Frost in the Soil Upon freezing, soils can experience positive volume change. Since soils are generally confined laterally, this volume change occurs vertically in the form of heave. Soils susceptible to heaving have two things in common: (1) they are generally fine-grained, consisting mainly of silt and/or clay, and (2) they are generally saturated or nearly so, the source of moisture from groundwater, moisture in the soil, precipitation or irrigation. Of course, frost-susceptible soils also have to be exposed to freezing temperatures for these changes to occur.
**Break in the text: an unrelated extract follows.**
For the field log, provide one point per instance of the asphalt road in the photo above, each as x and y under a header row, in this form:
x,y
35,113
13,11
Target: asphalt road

Sands and gravels are generally not frost-susceptible. Clays and clayey sands are only moderately frost-susceptible because they are not sufficiently permeable to accommodate much moisture transfer. Silts are generally the most frost-susceptible because they best meet the criteria for frost heave, but silty clays and silty sands can also be highly frost-susceptible.

When soil moisture freezes, it expands, but frost heave does not directly result from the expansion of liquid phase water to solid phase frozen water on soil particles. The vast majority of heave results from the creation of ice lenses that form within the soil, displacing it vertically as the lenses grow. The thermodynamics of

the process are complicated but favor the attraction of soil moisture to single sources whose vertical spacing and horizontal limits reflect the soil composition and abundance of moisture. Ice lenses may be numerous and only fractions of an inch thick, or less frequent but an inch or more thick, and still able to expand the thickness of the frozen soil by 5 to 10 percent. This can be significant with the depth of frost penetration varying from 1 to 3 feet in southern Iowa, 3 to 5 feet in southern Minnesota, Wisconsin and South Dakota, and 5 to 7 feet in northern Minnesota, northern Wisconsin and North Dakota.

The depth of frost penetration and the amount of frost heave that occurs can be estimated analytically, though the calculations are quite complex. Soils are rarely homogenous and weather patterns vary. Factors that can affect the rate and depth of freezing may include the time during which freezing temperatures are maintained, peak high and low temperatures experienced during the winter and the presence and depth of snow cover. Compacted soils, prepared building and roadway subgrades, and buried structures (foundations, utilities, etc.) can be protected from the unfavorable effects of freezing in several ways. Buildings can be enclosed and heated, foundations can be blanketed, and prepared subgrades can be insulated with additional sacrificial soil, straw or even snow.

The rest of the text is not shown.